Quoting constructs (was: Re: Beautifier)
by Joost (Canon) on Jul 30, 2002 at 15:08 UTC

    for string values and regexes you've got the q qq qw  qx qr tr m and s constructs and 'anonymous' m q and qq ( // ' " ): see the perlop manpage

    the all the 'letter' constructs can use ANY character as a delimiter, which can be escaped inside the literal using a backslash. Also, if the starting delimiter is an opening brace-like character: [ < { { the string will be closed with the corresponding closing brace.

    The s and tr operators can use different quoting characters for the two parts of the expression (i.e. s(ab)!cd! )

    Inside a ' or " quoted string you can escape the quotes with a backslash.

    Also there are HERE documents:

    my $string =<<ENDSTRING; bla bla bla bla ENDSTRING
    that end when the delimiter is found at the beginning of a line the delimiter may be the empty string, ending the string on the first paragraph.

    Furthermore there are =pod directives and __DATA__ / __END__ sections you probably want to leave alone.

    As they say: "only perl can parse perl", but it doesn't make it easy, only possible :-)

    As for existing beautifiers, you can also take a look at B::Deparse (but perltidy is a lot more useful for this sort of stuff)

    -- Joost downtime n. The period during which a system is error-free and immune from user input.
      As they say: "only perl can parse perl", but it doesn't make it easy, only possible :-)

      Funny, I've always read that to mean "only perl (the binary) can parse perl (code)". As in, "it is very difficult to parse perl in exactly the way the interpreter does, so don't even try."

      I guess there's more than one way to interpret it. Any thoughts?

        I think that in the original quote, "perl" (lc) refers to the interpreter, and "Perl" (ucfirst) refers to the language. That's the main point I got from the quote. Here's a snippet from perlfaq1:

        What's the difference between "perl" and "Perl"?

        One bit. Oh, you weren't talking ASCII? :-) Larry now uses "Perl" to signify the language proper and "perl" the implementation of it, i.e. the current interpreter. Hence Tom's quip that "Nothing but perl can parse Perl." You may or may not choose to follow this usage.
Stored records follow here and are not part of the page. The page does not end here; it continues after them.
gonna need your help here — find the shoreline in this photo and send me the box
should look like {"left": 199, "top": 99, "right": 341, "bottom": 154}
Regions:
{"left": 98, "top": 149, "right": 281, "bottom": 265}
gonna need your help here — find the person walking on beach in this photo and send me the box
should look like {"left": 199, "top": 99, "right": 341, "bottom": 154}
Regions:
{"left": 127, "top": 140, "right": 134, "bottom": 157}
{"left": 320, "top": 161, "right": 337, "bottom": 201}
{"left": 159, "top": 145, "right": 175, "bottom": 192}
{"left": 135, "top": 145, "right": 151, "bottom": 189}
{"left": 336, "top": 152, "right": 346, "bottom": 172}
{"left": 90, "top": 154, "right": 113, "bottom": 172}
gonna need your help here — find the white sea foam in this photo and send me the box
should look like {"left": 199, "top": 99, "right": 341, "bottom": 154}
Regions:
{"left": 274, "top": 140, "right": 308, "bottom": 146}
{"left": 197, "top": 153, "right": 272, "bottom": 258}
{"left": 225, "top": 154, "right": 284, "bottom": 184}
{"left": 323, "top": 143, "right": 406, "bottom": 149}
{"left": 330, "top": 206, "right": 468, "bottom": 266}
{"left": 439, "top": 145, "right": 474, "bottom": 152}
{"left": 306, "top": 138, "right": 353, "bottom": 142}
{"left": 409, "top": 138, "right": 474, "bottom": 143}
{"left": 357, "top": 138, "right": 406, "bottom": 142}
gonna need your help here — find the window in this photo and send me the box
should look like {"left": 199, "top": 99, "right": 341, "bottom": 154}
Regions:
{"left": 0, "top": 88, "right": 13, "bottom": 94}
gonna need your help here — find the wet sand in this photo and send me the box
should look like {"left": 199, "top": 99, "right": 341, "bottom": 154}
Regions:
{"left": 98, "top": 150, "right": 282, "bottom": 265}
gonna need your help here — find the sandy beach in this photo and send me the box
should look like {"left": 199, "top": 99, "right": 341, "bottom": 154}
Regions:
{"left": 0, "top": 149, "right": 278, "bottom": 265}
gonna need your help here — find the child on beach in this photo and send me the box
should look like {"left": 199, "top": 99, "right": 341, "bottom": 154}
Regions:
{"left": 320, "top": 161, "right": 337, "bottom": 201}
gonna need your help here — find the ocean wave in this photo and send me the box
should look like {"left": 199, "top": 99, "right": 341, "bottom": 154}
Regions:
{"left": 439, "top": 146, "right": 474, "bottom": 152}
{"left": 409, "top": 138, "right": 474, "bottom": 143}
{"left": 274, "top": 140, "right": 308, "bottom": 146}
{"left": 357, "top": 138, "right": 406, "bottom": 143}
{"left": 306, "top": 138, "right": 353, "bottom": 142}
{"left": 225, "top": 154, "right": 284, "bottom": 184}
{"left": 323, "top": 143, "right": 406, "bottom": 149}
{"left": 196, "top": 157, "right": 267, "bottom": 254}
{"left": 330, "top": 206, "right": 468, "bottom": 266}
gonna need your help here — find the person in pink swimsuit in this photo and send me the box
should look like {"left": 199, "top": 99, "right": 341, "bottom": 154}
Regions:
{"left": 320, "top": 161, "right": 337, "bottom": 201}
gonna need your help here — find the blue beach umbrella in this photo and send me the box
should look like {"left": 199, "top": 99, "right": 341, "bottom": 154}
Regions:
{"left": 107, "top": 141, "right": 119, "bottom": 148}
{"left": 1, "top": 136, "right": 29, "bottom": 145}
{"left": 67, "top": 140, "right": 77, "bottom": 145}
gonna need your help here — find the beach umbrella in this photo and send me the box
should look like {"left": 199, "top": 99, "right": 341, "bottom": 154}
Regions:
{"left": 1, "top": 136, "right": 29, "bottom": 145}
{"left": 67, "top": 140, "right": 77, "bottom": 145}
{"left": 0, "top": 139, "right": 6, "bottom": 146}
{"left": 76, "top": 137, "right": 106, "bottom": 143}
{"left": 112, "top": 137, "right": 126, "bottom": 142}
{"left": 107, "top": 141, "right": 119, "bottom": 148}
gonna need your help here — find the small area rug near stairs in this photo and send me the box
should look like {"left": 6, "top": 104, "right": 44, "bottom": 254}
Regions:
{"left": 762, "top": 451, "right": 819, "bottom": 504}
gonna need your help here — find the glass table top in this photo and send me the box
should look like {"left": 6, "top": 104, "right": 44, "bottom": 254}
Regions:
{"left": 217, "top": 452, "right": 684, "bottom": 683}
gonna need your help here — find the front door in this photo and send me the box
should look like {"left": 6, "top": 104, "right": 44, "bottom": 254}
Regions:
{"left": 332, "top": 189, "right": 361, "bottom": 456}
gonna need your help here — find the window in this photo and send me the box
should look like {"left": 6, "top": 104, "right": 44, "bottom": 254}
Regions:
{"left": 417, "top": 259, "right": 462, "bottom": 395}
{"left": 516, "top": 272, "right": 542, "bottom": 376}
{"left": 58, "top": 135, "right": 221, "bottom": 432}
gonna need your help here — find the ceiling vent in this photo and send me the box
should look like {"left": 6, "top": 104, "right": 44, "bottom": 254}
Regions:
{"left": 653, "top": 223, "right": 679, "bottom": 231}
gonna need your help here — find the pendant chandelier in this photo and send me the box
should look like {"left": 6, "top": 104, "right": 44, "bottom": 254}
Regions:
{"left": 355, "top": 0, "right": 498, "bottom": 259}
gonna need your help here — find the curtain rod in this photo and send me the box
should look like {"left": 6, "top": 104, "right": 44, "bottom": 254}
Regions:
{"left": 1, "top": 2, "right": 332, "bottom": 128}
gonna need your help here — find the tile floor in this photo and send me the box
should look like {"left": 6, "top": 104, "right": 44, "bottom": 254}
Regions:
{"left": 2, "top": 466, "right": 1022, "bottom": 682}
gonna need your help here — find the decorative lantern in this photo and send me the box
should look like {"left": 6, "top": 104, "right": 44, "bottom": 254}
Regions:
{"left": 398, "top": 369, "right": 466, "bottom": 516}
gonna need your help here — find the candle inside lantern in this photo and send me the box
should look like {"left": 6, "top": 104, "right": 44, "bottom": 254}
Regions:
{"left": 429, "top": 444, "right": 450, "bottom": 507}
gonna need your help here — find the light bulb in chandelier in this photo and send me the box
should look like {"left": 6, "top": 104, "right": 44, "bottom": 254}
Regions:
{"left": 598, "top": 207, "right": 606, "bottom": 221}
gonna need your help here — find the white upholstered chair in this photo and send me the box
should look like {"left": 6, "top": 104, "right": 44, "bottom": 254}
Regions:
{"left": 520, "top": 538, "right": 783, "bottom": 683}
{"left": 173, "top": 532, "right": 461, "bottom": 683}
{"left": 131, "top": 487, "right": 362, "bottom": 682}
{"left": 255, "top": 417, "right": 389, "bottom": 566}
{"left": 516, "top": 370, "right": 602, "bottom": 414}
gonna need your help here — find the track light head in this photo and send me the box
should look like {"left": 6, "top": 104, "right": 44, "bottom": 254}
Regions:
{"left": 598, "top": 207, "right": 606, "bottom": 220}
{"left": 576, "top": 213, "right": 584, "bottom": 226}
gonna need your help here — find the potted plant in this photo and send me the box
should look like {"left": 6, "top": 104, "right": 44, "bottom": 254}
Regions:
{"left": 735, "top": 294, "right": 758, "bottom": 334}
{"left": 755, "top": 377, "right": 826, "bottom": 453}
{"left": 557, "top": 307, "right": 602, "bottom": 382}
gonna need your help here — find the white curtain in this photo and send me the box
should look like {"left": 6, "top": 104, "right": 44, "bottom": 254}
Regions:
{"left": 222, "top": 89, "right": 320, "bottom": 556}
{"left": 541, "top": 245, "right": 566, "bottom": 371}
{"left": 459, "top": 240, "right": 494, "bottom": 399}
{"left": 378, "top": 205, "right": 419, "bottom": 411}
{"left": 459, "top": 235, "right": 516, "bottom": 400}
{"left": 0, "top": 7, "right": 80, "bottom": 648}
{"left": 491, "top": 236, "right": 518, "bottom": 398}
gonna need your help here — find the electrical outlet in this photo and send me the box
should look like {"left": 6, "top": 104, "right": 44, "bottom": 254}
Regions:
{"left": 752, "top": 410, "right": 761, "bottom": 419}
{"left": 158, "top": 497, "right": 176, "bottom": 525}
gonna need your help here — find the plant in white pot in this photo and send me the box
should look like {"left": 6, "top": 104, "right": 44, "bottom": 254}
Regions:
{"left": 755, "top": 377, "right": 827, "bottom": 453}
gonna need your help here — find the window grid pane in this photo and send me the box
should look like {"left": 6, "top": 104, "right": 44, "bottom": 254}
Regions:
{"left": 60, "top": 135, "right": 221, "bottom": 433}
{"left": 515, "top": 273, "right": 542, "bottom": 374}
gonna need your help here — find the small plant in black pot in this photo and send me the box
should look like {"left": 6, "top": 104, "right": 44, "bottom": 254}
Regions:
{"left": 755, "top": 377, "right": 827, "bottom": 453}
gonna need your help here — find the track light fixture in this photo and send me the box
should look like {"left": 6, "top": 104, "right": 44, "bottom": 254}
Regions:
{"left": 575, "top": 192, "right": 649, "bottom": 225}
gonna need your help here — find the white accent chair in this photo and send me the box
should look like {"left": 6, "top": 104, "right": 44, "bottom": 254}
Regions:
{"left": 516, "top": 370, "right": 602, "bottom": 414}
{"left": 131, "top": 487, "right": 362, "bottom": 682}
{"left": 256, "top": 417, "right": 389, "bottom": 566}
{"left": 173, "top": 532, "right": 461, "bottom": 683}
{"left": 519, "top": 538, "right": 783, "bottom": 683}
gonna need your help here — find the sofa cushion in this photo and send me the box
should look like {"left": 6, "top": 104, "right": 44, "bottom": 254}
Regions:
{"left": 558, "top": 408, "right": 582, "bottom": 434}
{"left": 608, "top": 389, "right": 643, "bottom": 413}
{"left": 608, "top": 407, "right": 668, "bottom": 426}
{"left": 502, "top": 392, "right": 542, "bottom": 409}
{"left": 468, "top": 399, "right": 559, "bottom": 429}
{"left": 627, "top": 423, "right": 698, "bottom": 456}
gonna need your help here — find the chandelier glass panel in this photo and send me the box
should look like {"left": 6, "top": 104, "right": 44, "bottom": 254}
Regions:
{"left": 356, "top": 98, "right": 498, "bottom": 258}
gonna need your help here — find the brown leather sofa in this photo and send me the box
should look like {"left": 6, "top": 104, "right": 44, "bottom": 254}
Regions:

For example, parallelism means "awk and perl" and "Python and Perl" look OK, while "awk and Perl" and "Python and perl" do not. But never write "PERL", because perl isn't really an acronym, apocryphal folklore and post-facto expansions notwithstanding.

        -- Mike


        Only perl can parse Perl as the language is exceptionally dynamic. It's more than possible, especially with source filters, to redefine the language's semantics on the fly.

        For an example consider that any program which claims to 'parse Perl' should be able to handle the results of the much loved Acme::Buffy module (which turns your entire code into the word 'Buffy' over and over, without affecting it's functionality) and you'll begin to see the issue.

        Now go one step further, ask the user whether they want to deBuffy source files and suddenly you have two different interpretations of the same code. Both interpretations are valid depending upon context, resulting in us not being able to parse both correctly as they're dependant upon state.

Re: Beautifier
by vek (Prior) on Jul 30, 2002 at 14:58 UTC
    As Len mentions, you could do a lot worse than perltidy. I've used it and recommend it highly.

    As an OT sidenote - it's also rather useful for tracking down unmatched curly braces as well. That alone is worth the install IMHO.

    -- vek --
Re: Perl code Beautifier?
by Jaap (Curate) on Jul 30, 2002 at 20:20 UTC
    Thank you for the usefull replies. I realise it is hard to write a good beautifier but the more i learn, the better it gets.

    and it is already usefull when working on my colleagues' code (don't you hate that?).